DUBLIN (Reuters) – Ireland’s Davy Stockbrokers, which is grappling with the fallout from a record central bank fine, has decided to put itself up for sale, the firm said on Thursday.
Ireland’s largest stockbroker, Davy was fined last week after an inquiry into 16 of its staff who the regulator alleged sought to profit in 2014 by taking the opposite side of a bond deal with a client, without telling the client or compliance officials.
Davy closed its bond desk on Monday after it was dropped as a primary dealer in Irish government bonds and the central bank said on Tuesday it remained under close regulatory scrutiny following the 4.1 million euros ($4.9 million) fine.

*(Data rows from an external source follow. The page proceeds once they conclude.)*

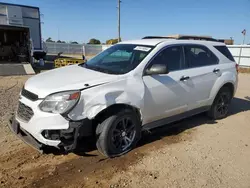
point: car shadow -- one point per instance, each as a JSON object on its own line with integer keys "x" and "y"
{"x": 238, "y": 105}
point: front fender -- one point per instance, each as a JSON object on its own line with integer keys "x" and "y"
{"x": 128, "y": 91}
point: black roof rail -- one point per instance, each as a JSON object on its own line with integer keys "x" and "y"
{"x": 197, "y": 38}
{"x": 183, "y": 37}
{"x": 157, "y": 37}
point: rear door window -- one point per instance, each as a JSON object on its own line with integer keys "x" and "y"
{"x": 198, "y": 56}
{"x": 224, "y": 50}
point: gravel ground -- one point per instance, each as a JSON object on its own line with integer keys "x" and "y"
{"x": 195, "y": 152}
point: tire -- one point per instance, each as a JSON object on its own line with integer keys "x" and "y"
{"x": 116, "y": 131}
{"x": 220, "y": 106}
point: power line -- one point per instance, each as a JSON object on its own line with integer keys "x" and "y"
{"x": 119, "y": 20}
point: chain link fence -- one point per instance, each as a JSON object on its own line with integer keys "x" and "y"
{"x": 74, "y": 49}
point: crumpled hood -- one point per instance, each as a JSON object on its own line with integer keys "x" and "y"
{"x": 71, "y": 77}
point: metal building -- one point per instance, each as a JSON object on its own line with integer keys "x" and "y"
{"x": 23, "y": 16}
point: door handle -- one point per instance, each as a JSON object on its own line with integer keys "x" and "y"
{"x": 216, "y": 70}
{"x": 184, "y": 78}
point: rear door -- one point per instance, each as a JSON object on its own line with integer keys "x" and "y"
{"x": 202, "y": 72}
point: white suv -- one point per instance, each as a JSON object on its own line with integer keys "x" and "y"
{"x": 129, "y": 87}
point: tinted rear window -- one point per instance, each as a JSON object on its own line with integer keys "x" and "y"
{"x": 224, "y": 50}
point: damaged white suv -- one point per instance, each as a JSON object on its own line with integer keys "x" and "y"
{"x": 129, "y": 87}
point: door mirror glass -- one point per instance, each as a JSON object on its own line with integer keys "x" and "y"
{"x": 157, "y": 69}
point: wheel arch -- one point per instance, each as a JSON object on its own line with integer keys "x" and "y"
{"x": 214, "y": 92}
{"x": 115, "y": 108}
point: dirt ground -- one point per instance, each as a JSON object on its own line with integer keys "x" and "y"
{"x": 195, "y": 152}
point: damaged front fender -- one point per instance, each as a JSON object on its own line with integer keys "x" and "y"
{"x": 95, "y": 100}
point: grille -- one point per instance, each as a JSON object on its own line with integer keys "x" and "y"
{"x": 27, "y": 94}
{"x": 24, "y": 112}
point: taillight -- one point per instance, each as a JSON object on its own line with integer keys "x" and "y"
{"x": 237, "y": 67}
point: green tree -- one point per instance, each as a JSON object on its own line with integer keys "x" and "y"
{"x": 94, "y": 41}
{"x": 49, "y": 40}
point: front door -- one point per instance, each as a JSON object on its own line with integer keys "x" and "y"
{"x": 165, "y": 95}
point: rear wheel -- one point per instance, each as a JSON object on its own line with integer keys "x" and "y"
{"x": 118, "y": 134}
{"x": 220, "y": 107}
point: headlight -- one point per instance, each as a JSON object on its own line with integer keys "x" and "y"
{"x": 60, "y": 103}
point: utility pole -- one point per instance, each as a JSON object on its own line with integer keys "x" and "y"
{"x": 119, "y": 20}
{"x": 244, "y": 37}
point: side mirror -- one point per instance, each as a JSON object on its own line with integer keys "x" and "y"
{"x": 157, "y": 69}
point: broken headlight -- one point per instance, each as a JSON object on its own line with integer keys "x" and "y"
{"x": 60, "y": 103}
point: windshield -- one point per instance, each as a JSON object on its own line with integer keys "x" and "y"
{"x": 118, "y": 59}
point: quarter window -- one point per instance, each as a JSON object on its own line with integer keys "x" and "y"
{"x": 198, "y": 56}
{"x": 171, "y": 56}
{"x": 224, "y": 50}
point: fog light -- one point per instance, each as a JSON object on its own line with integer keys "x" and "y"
{"x": 51, "y": 134}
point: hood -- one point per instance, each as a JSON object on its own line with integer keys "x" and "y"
{"x": 71, "y": 77}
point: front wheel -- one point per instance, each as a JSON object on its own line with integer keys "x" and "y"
{"x": 118, "y": 134}
{"x": 220, "y": 106}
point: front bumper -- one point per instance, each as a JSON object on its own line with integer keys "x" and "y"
{"x": 67, "y": 143}
{"x": 24, "y": 135}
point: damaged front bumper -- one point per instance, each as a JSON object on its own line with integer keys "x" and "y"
{"x": 68, "y": 138}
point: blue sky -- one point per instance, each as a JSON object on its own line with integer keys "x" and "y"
{"x": 80, "y": 20}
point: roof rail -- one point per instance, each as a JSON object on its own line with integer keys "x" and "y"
{"x": 157, "y": 37}
{"x": 183, "y": 37}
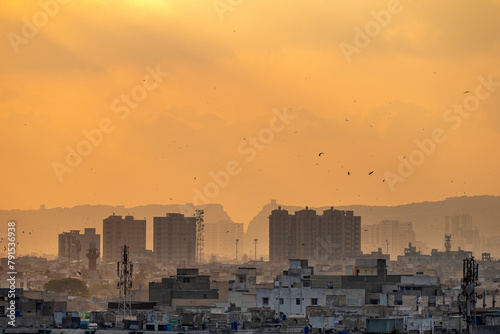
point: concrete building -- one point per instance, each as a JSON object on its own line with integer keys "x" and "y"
{"x": 73, "y": 245}
{"x": 118, "y": 231}
{"x": 174, "y": 239}
{"x": 463, "y": 234}
{"x": 334, "y": 235}
{"x": 293, "y": 292}
{"x": 220, "y": 239}
{"x": 391, "y": 235}
{"x": 186, "y": 288}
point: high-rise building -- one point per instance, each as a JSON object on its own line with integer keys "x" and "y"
{"x": 220, "y": 238}
{"x": 334, "y": 235}
{"x": 174, "y": 239}
{"x": 73, "y": 245}
{"x": 118, "y": 231}
{"x": 463, "y": 234}
{"x": 393, "y": 236}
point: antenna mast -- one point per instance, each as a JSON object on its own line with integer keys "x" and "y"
{"x": 124, "y": 271}
{"x": 200, "y": 238}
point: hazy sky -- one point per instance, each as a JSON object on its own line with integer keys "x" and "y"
{"x": 361, "y": 81}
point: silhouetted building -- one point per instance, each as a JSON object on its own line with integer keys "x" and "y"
{"x": 73, "y": 245}
{"x": 118, "y": 231}
{"x": 392, "y": 235}
{"x": 331, "y": 236}
{"x": 463, "y": 234}
{"x": 220, "y": 237}
{"x": 92, "y": 255}
{"x": 174, "y": 239}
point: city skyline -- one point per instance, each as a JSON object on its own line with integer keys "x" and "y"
{"x": 265, "y": 109}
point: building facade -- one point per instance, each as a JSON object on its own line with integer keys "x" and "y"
{"x": 174, "y": 239}
{"x": 393, "y": 236}
{"x": 220, "y": 239}
{"x": 73, "y": 245}
{"x": 334, "y": 235}
{"x": 118, "y": 231}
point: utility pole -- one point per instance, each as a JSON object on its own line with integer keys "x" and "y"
{"x": 255, "y": 242}
{"x": 236, "y": 243}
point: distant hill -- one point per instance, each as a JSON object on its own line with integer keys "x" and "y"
{"x": 427, "y": 217}
{"x": 45, "y": 224}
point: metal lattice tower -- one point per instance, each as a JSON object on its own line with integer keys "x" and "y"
{"x": 469, "y": 295}
{"x": 124, "y": 271}
{"x": 200, "y": 237}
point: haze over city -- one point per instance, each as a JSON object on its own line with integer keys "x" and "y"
{"x": 302, "y": 167}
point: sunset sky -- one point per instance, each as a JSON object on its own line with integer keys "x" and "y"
{"x": 224, "y": 70}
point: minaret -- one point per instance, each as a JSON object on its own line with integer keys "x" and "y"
{"x": 92, "y": 255}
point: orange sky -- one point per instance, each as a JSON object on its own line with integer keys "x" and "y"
{"x": 228, "y": 69}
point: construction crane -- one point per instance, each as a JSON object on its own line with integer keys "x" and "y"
{"x": 124, "y": 271}
{"x": 200, "y": 237}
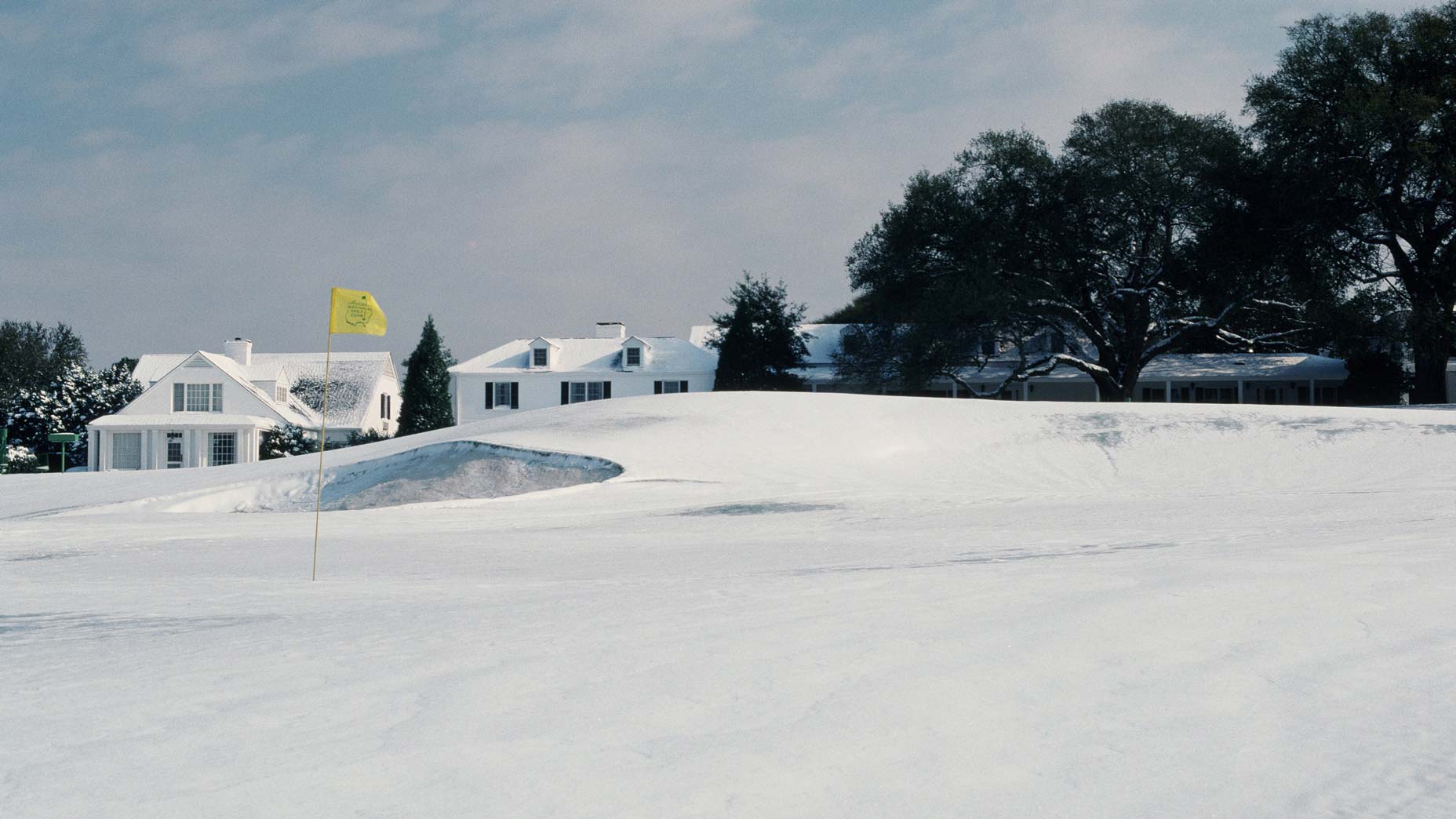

“The Board of J&E Davy has decided to pursue a sale of the Group,” it said in a statement, adding that Rothschild & Co <ROTH.PA> had been appointed as financial adviser to manage the process.
The Irish Times reported on Wednesday that Bank of Ireland, the country’s largest bank by assets, had made an “exploratory approach” to Davy.
Spokesmen for both Bank of Ireland and Davy declined to comment on the newspaper report.
The 16 Davy staff members accused by the central bank of breaching market rules included then-Chief Executive Brian McKiernan, who quit on Saturday alongside two other senior executives.
Irish government ministers have raised concerns, however, that McKiernan and others involved still retain a large stake in the business. Davy is an independent company wholly owned by management, staff and former employees.
Allied Irish Banks last week bought one of Davy’s main rivals, Goodbody Stockbrokers, a leading Irish provider of wealth management, corporate finance and capital markets services.
Davy is also the country’s largest wealth manager, with around 8.5 billion euros of assets under management, and is a corporate broker for some of the largest firms listed on the Irish stock exchange.